Re: [pkg-discuss] [REVIEW] local publishing / pkgsend revamp

Danek Duvall Tue, 10 Feb 2009 10:28:16 -0800

On Tue, Feb 10, 2009 at 01:03:43AM -0600, Shawn Walker wrote:

> http://cr.opensolaris.org/~swalker/pkg-2691/repo-depot-diff.txt


Thanks.

> I've removed any thing I've addressed from your reply.
>
>> depot.py:
> ...
>> action/__init__.py:
>>
>>   - line 106: why the change from position to position+1?
>
> Because I didn't believe users are going to realise that the position is 
> zero-indexed; however, I'm willing to change this back if you think I'm 
> being too cautious.

I think so -- end-users are more likely to look at the arrow pointing to
where the problem is, and those folks looking at the number are more likely
to be programmers dealing with zero-indexed arrays and strings, anyway.
I'd rather wait to change this when we have evidence (bugs) that people are
confused by it.

>>   - line 158: perhaps "... and action.attrs.get(ka, None) is None"?  I'd
>>     speed test both, to see.
>
> Was consistently a few hundred actions/sec. slower.

Okay, thanks.

>> action/generic.py:
>>
>>   - line 36: you might use cStringIO instead; it should be faster, and
>>     maybe more memory efficient.  Though I see at least in one place, you
>>     changed it from cStringIO, so perhaps you have a reason?
>
> I did it because of the recent rumblings about not using C-based python 
> stuff.  However, I've changed this back to cStringIO.

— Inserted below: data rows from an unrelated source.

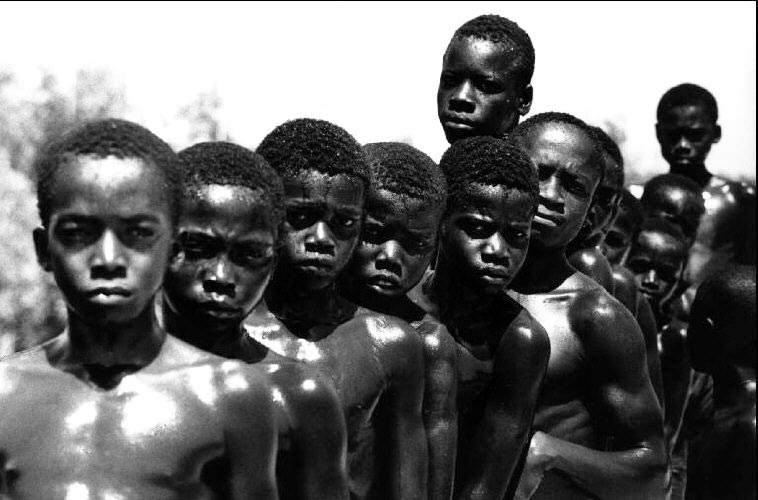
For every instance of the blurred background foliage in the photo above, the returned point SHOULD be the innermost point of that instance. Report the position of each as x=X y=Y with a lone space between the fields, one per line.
x=31 y=309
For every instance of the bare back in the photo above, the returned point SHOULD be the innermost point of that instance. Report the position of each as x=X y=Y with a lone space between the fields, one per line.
x=149 y=437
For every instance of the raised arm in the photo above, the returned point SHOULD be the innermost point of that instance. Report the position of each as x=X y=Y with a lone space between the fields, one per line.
x=319 y=438
x=408 y=462
x=440 y=412
x=624 y=401
x=251 y=436
x=519 y=369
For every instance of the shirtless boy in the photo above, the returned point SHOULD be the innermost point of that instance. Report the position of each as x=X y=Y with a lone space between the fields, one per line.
x=228 y=235
x=404 y=208
x=502 y=350
x=375 y=361
x=721 y=341
x=485 y=79
x=114 y=407
x=599 y=425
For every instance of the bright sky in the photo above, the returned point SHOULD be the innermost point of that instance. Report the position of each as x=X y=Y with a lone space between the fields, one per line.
x=373 y=68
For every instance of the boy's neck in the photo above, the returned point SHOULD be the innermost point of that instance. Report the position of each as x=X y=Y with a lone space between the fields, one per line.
x=544 y=269
x=697 y=173
x=136 y=343
x=400 y=306
x=227 y=341
x=301 y=309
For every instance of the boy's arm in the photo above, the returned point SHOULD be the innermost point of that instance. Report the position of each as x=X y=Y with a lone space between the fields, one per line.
x=646 y=320
x=320 y=437
x=408 y=462
x=250 y=433
x=440 y=412
x=519 y=369
x=625 y=403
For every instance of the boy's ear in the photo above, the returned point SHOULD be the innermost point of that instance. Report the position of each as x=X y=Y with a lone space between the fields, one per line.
x=525 y=100
x=39 y=235
x=716 y=134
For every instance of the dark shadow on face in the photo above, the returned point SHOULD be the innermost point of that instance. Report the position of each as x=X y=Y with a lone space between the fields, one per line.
x=657 y=260
x=398 y=241
x=604 y=206
x=618 y=239
x=109 y=237
x=568 y=180
x=225 y=256
x=477 y=93
x=678 y=206
x=686 y=134
x=324 y=217
x=484 y=244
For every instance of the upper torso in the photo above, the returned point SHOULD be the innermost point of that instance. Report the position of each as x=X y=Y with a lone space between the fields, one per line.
x=149 y=437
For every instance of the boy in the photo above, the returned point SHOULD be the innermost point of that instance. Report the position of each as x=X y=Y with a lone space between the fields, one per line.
x=399 y=239
x=502 y=350
x=228 y=234
x=374 y=361
x=114 y=407
x=597 y=391
x=485 y=79
x=686 y=129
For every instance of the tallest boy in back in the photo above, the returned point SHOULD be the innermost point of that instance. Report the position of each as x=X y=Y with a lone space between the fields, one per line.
x=114 y=408
x=687 y=127
x=485 y=79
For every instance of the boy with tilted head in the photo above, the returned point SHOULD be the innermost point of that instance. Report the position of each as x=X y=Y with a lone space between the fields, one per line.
x=229 y=231
x=502 y=351
x=485 y=79
x=375 y=361
x=404 y=208
x=114 y=407
x=597 y=392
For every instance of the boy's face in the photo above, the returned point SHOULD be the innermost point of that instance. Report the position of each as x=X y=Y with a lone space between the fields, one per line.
x=225 y=258
x=485 y=242
x=675 y=205
x=605 y=204
x=477 y=94
x=568 y=180
x=398 y=242
x=656 y=259
x=324 y=216
x=686 y=134
x=618 y=239
x=109 y=236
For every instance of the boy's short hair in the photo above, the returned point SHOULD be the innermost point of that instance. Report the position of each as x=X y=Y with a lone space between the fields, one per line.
x=103 y=138
x=657 y=225
x=490 y=161
x=309 y=144
x=404 y=170
x=525 y=128
x=695 y=206
x=688 y=94
x=229 y=164
x=616 y=175
x=509 y=36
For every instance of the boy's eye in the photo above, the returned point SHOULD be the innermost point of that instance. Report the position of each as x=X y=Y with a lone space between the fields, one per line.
x=477 y=229
x=76 y=232
x=300 y=219
x=490 y=86
x=198 y=247
x=372 y=233
x=252 y=256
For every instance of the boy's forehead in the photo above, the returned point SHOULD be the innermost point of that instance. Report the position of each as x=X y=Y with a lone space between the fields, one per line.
x=108 y=171
x=118 y=183
x=686 y=115
x=316 y=185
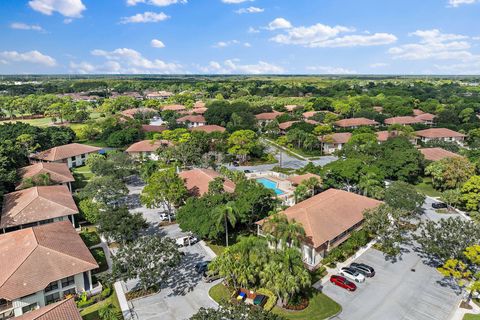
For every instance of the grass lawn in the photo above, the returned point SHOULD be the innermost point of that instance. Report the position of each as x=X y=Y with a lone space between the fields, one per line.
x=91 y=312
x=99 y=256
x=82 y=175
x=426 y=188
x=220 y=293
x=320 y=307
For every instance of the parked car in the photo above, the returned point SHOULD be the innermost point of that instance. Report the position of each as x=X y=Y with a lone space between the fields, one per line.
x=209 y=276
x=352 y=274
x=186 y=241
x=202 y=267
x=439 y=205
x=364 y=269
x=164 y=217
x=343 y=283
x=260 y=300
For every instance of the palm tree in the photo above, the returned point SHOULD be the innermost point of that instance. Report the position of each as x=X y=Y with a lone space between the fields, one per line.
x=224 y=215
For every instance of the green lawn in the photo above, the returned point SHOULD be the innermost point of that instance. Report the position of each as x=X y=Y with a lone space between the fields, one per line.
x=220 y=293
x=91 y=312
x=426 y=188
x=320 y=307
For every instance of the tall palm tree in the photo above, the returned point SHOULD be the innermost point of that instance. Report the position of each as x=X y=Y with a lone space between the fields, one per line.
x=224 y=215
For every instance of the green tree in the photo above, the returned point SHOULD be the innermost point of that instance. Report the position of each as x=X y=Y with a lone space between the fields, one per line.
x=150 y=259
x=164 y=189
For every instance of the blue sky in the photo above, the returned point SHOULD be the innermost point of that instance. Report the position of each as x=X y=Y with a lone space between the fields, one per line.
x=240 y=36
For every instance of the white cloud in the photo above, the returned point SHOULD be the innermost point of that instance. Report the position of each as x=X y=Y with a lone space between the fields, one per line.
x=127 y=61
x=33 y=56
x=379 y=65
x=67 y=8
x=24 y=26
x=157 y=43
x=235 y=1
x=435 y=45
x=324 y=36
x=279 y=23
x=224 y=44
x=457 y=3
x=158 y=3
x=232 y=66
x=250 y=10
x=145 y=17
x=330 y=70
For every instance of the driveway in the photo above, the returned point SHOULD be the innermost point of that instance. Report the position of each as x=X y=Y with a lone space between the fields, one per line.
x=396 y=292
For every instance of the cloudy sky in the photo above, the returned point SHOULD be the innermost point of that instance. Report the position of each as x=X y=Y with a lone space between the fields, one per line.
x=240 y=36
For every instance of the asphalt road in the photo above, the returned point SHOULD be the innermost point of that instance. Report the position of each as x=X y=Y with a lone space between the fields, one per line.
x=396 y=292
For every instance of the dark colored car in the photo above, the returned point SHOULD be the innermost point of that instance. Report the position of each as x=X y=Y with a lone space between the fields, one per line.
x=202 y=267
x=209 y=276
x=439 y=205
x=364 y=269
x=343 y=283
x=260 y=300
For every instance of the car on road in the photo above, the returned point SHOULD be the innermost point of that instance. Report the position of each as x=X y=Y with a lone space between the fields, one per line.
x=439 y=205
x=209 y=276
x=352 y=274
x=202 y=267
x=364 y=269
x=343 y=283
x=186 y=241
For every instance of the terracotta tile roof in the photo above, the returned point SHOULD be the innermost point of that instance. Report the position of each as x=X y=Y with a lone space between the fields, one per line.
x=153 y=128
x=342 y=137
x=309 y=114
x=439 y=133
x=192 y=118
x=435 y=154
x=209 y=128
x=286 y=125
x=34 y=257
x=130 y=113
x=296 y=180
x=268 y=115
x=64 y=152
x=58 y=172
x=402 y=120
x=291 y=107
x=197 y=181
x=417 y=112
x=36 y=204
x=147 y=146
x=425 y=117
x=355 y=122
x=62 y=310
x=174 y=107
x=329 y=214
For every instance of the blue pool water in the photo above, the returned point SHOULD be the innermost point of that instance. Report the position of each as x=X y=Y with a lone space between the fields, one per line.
x=270 y=185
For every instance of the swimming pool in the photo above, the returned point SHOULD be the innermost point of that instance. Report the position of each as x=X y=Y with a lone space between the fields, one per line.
x=269 y=184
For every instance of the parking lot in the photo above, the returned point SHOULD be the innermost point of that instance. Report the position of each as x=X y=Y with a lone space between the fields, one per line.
x=396 y=292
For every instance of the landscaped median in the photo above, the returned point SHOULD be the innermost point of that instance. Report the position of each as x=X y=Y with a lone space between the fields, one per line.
x=319 y=305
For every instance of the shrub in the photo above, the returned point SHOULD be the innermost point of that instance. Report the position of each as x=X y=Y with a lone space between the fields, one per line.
x=272 y=298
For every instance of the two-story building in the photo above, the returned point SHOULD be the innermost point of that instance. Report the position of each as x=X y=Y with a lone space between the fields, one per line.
x=58 y=173
x=328 y=220
x=35 y=206
x=42 y=265
x=73 y=154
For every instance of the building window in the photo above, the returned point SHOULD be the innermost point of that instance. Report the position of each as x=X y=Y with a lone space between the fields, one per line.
x=52 y=286
x=51 y=298
x=66 y=282
x=29 y=308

I think the C-based Python stuff is more about pkg(5) delivering its own C
modules, rather than relying on the Python standard library.  Most of the
core modules are implemented in C, anyway.

>>   - line 122: why is this a problem?
>
> It causes the process to hang if pkg.size isn't provided.  Call this "slap 
> the hand of people trying to break my stuff on purpose."

How does it hang?  Reading from /dev/null should return EOF immediately.
I've used this quite a bit to put dummy test files into dummy packages.

>>   - line 155, 167: these clauses can be pretty bad on the memory usage.
>
> Sorry, I'm dense at the moment.  Explain a bit more?

You're reading the entire file into memory, which is a technique you've
explicitly gotten rid of in other places, for the better.  So why do we do
it here?

>>     Where do we end up using them?  It might help to do something like
>
> The only time this gets hit at the moment is during publishing to a remote 
> server.  The receiving server, when it rebuilds the action, hands off a 
> request rfile object to the action class which only supports read().  I was 
> trying to be efficient and allow objects that support seek() and tell() to 
> get their size calculated in a better way than sucking in all the data from 
> a file.

That's fine.  I'd been laboring under the mistaken impression that some
streams could only seek forwards, but apparently I'm wrong, so the
seek/tell bit is fine.

> Technically, I think I only need lines 164-166 if the object supports 
> "read" and I could dump the rest for our current needs.

<shrug> What's there is fine.  If we run into more memory issues, we could
always write the data to a temporary file in chunks.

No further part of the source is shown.